Dijo la cabeza pálida:

—Eladia, ¡cuánto siento que por mi causa deje usted de ver la corrida!

—¡Qué!—replicó ella mirando fijamente a Garrido, pues éste era su interlocutor—. A mí no me gusta ese jaleo insoportable de la plaza. Me asustan los toros y me marea el ruido... Además, ya vo usted, Angal, que mi hermana y yo nos relevamos de hora en hora.

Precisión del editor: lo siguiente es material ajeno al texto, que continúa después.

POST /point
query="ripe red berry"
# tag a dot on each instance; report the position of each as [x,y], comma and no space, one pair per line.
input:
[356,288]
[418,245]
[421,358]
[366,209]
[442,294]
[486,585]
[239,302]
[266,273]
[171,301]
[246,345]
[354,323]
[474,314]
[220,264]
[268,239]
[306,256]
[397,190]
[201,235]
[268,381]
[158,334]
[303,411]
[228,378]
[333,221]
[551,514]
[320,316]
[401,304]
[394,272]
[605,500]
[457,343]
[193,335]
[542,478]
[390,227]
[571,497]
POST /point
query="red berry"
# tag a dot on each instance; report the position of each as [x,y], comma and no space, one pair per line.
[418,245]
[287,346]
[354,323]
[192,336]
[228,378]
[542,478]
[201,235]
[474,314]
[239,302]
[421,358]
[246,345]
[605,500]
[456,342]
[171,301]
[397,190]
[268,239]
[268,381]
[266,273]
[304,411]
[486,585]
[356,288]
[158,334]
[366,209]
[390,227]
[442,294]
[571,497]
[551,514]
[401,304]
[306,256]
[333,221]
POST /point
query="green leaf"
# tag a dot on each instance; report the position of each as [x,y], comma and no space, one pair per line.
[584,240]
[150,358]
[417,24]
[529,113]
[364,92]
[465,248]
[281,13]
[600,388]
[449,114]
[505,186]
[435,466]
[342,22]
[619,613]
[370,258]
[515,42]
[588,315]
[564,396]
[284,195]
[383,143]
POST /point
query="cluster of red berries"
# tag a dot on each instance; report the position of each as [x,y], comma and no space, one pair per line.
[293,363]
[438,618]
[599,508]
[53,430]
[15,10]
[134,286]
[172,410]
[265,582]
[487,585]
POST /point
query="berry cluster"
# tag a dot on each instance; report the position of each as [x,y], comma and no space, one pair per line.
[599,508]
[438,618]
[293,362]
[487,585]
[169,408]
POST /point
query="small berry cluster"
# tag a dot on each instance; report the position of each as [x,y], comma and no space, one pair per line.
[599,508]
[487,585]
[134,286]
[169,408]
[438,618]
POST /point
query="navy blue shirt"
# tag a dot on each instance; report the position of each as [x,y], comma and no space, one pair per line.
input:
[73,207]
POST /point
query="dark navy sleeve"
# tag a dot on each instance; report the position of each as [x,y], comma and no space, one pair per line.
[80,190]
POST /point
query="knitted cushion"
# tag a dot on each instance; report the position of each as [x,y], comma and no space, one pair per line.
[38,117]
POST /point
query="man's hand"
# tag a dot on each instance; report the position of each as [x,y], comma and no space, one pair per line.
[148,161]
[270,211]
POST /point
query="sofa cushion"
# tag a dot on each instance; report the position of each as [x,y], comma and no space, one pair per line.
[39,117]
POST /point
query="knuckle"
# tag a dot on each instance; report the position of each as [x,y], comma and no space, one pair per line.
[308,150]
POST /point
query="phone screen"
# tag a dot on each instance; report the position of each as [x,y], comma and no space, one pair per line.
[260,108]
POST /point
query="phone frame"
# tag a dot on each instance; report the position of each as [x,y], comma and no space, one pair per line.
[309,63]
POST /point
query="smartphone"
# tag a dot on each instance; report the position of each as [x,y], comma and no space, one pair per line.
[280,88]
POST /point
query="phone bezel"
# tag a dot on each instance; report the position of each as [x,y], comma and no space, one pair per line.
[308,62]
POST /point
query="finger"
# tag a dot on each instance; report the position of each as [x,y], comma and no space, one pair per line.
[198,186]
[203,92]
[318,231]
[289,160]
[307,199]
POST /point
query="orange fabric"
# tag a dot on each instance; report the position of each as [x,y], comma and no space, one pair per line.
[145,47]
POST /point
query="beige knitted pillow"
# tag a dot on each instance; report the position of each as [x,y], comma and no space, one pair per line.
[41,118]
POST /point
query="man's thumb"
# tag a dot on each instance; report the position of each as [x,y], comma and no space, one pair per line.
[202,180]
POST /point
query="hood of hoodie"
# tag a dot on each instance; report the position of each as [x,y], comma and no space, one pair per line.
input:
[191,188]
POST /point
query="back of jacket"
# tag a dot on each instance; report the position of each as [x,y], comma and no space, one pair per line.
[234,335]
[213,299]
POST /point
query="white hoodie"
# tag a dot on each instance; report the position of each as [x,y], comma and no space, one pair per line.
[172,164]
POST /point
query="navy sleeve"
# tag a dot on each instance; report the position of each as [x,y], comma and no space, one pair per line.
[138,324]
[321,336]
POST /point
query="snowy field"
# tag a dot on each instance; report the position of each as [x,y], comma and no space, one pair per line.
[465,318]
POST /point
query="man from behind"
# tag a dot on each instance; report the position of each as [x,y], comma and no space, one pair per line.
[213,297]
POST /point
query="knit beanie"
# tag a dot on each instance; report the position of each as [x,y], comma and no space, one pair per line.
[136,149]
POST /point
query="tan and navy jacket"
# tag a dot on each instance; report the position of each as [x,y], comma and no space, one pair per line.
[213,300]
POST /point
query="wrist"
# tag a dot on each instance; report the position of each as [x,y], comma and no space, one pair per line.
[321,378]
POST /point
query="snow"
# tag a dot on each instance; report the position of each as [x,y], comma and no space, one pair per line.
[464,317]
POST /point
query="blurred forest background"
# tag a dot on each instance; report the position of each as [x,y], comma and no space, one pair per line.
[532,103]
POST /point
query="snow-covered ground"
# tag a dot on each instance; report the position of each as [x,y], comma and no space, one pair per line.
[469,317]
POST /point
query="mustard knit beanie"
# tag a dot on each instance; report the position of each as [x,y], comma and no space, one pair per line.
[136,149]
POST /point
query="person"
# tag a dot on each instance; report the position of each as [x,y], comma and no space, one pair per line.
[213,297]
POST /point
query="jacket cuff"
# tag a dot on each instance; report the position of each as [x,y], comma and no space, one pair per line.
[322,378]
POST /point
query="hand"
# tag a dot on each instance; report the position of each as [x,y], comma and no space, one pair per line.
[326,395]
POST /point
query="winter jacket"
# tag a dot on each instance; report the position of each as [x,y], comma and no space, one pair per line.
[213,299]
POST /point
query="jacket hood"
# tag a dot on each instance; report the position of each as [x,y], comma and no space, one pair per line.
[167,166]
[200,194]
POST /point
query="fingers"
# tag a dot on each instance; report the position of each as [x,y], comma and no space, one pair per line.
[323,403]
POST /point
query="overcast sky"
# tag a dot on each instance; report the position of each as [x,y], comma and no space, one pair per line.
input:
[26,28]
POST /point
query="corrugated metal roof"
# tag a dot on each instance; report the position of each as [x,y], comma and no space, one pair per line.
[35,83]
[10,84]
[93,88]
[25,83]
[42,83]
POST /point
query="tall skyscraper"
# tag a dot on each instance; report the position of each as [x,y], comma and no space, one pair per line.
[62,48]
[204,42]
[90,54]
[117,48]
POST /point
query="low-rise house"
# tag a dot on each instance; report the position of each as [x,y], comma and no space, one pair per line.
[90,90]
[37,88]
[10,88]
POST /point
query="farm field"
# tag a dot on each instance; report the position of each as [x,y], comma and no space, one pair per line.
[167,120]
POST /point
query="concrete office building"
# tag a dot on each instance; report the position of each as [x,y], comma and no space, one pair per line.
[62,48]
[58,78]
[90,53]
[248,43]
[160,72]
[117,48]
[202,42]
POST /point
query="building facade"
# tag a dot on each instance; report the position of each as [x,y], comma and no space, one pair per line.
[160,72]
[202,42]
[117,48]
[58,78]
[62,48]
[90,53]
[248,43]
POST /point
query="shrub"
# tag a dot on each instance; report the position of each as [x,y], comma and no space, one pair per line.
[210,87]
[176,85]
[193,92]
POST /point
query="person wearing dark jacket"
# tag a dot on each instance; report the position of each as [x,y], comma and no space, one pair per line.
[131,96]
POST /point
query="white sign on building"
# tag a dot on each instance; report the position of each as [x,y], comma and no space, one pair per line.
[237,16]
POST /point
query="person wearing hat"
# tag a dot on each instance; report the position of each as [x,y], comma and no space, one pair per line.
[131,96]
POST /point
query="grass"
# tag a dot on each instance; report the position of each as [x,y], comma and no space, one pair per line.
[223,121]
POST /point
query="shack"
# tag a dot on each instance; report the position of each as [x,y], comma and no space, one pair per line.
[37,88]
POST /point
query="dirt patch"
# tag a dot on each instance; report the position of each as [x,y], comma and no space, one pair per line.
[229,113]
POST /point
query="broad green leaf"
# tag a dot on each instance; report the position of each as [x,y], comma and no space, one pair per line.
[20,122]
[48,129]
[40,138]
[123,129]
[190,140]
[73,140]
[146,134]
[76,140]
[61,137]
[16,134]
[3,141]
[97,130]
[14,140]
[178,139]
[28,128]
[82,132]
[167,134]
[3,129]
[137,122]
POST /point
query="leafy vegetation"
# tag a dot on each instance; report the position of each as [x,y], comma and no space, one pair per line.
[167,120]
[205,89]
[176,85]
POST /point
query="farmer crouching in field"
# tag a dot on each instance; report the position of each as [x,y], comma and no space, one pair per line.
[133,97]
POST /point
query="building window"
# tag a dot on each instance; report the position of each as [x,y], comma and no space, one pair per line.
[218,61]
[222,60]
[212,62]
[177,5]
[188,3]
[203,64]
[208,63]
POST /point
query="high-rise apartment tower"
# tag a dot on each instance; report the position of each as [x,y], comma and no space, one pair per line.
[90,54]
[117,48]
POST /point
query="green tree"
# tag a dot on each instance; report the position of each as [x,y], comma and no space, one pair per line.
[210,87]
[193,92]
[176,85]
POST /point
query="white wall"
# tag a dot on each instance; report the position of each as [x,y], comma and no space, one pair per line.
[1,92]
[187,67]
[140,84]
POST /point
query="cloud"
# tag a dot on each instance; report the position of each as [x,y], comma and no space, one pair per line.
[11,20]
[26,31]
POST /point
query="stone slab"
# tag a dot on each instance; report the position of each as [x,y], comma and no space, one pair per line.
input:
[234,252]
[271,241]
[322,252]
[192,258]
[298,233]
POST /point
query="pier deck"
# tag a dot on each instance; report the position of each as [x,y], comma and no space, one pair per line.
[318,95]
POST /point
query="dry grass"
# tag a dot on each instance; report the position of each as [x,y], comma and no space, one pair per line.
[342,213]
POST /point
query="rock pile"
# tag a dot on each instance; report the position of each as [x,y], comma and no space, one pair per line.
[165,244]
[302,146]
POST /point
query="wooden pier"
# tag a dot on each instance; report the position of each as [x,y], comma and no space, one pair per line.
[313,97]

—¡Qué dos ángeles! ¡Cuidan ustedes de mí con un esmero!...

—Pronto se cumple el plazo de mi guardia...

Oye usted?... Da las tres el reloj de la iglesia....

Ahora vendrá Narcisa y...

Dejó cortada su frase Eladia, y como si hubiera ocurrido algún grave suceso imprevisto en el lienzo que deshilaba, reconcentró en él toda su atención y bajó la cabeza sobre sus manos para ver mejor lo que hacían sus dedos.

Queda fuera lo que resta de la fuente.